Media files are stored separately from the database. EmDash supports:

  • Local filesystem — Development and simple deployments
  • Cloudflare R2 — S3-compatible object storage on the edge
  • S3-compatible — Any S3-compatible object storage

Uploads use signed URLs for direct client-to-storage uploads, bypassing Workers body size limits.
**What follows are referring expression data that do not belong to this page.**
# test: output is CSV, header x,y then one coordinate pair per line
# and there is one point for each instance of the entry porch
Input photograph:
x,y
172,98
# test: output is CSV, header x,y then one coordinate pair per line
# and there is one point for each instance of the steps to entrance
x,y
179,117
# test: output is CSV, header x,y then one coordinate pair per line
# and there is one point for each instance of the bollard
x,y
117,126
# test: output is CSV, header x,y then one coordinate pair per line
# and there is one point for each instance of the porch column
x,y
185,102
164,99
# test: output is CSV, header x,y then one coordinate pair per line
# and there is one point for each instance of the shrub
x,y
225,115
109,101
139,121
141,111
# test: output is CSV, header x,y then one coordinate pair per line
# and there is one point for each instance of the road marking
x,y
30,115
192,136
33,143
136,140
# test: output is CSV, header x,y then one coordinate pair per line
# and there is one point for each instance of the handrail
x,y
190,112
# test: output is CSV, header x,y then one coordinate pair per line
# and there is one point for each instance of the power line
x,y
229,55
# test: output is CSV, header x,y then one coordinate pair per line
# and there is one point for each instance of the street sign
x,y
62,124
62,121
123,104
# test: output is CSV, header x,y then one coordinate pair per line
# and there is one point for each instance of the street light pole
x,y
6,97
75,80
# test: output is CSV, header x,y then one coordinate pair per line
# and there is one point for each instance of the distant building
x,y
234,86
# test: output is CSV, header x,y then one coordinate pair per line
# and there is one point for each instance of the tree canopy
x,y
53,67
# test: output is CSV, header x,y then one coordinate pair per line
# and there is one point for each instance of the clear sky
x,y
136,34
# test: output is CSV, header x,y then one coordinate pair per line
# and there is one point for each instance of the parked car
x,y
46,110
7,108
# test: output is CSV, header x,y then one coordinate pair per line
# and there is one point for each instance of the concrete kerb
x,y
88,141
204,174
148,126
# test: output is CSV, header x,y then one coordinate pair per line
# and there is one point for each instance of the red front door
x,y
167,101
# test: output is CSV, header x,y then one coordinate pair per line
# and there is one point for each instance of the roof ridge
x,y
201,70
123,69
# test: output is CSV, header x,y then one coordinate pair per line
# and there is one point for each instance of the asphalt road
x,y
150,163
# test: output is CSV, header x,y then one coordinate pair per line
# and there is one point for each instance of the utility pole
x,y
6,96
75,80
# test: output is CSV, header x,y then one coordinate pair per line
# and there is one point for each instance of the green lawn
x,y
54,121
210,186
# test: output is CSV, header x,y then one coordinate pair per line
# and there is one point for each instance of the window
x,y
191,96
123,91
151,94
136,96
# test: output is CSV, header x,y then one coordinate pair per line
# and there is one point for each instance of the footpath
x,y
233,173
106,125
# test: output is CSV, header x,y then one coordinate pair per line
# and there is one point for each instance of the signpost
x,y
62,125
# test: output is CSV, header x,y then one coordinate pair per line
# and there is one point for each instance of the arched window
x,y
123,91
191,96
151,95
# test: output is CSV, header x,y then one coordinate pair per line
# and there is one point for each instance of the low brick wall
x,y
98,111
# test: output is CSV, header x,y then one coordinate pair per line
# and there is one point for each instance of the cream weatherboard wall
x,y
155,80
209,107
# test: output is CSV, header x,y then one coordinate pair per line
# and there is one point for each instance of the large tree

Plugins extend EmDash through a WordPress-inspired hook system:

  • Content hooksbeforeCreate, afterCreate, beforeUpdate, afterUpdate, beforeDelete
  • Media hooksbeforeMediaUpload, afterMediaUpload
  • Isolated storage — Each plugin gets namespaced KV access
  • Admin UI extensions — Dashboard widgets, settings pages, custom field editors

Plugins can run in two modes:

  1. Trusted — Full access to the host environment (for first-party plugins)
  2. Sandboxed — Run in V8 isolates with capability-based permissions (for third-party plugins on Cloudflare)
astro.config.mjs
import { seoPlugin } from "@emdash-cms/plugin-seo";
emdash({
plugins: [seoPlugin({ maxTitleLength: 60 })],
});

A typical content request follows this path:

  1. Astro receives request — Your page component runs 2. Query contentgetEmDashCollection() calls Astro’s getLiveCollection() 3. Loader executesemdashLoader queries the appropriate ec_* table via Kysely 4. Data returned — Entries are mapped to Astro’s entry format with id, slug, and data 5. Page renders — Your component receives the content and renders HTML

For admin requests:

  1. Middleware authenticates — Validates session token 2. API route handles request — CRUD operations via repositories 3. Hooks firebeforeCreate, afterUpdate, etc. 4. Database updates — Kysely executes SQL 5. Response returned — JSON response to admin SPA

EmDash generates virtual modules at build time to configure the runtime:

ModulePurpose
virtual:emdash/configDatabase and storage configuration
virtual:emdash/dialectDatabase dialect factory
virtual:emdash/plugin-adminsStatic imports for plugin admin UIs

This approach ensures bundlers can properly resolve and tree-shake plugin code.